Deriving its name from the French word for “encryption,” LeChiffre commonly infects unsecured desktop computers. Unlike self-operational varieties of malware, LeChiffre must be run manually by cybercriminals. When seeking out targets, crooks scan networks in search of desktops whose security isn’t up to snuff. Upon selecting a target, perpetrators will log into the computer remotely and proceed to install LeChiffre. As is the case with most other forms of ransomware, the endgame involves demanding a ransom in return for the device’s safety. Of course, complying with these demands doesn’t necessarily mean that all traces of LeChiffre will be removed. Furthermore, regardless of whether or not a ransom is paid, the perpetrators are still likely to make off with sensitive personal data.   
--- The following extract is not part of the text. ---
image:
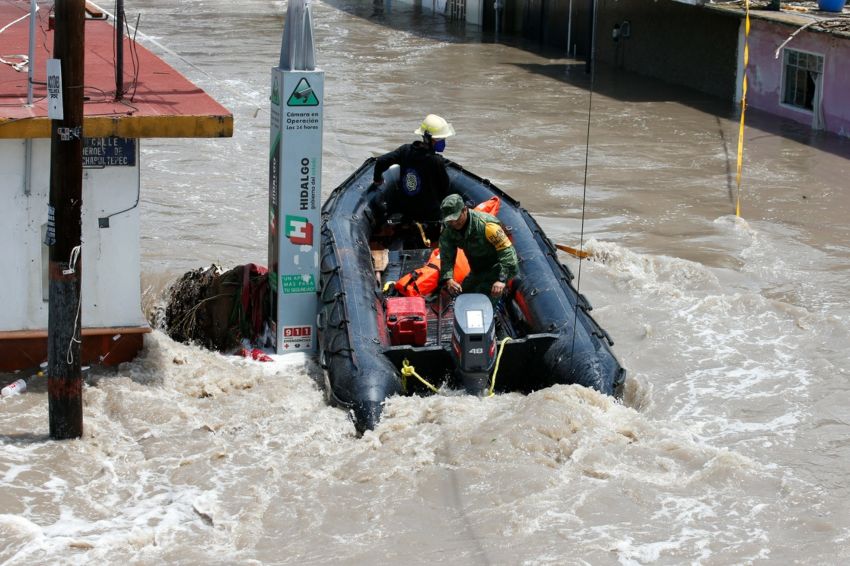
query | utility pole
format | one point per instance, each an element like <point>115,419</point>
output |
<point>64,381</point>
Malware is a favorite tool of cybercriminals and is commonly used in conjunction with a variety of online scams. While certain types of malware are relatively benign, ransomware is not among them. In addition to being one of the hardest types of malware to get rid of, it’s capable of causing substantial damage in a very short period of time. The consequences of a ransomware infection range from unusable devices to complete financial ruin. Steering clear of ransomware in all its forms can go a long way in ensuring your online safety.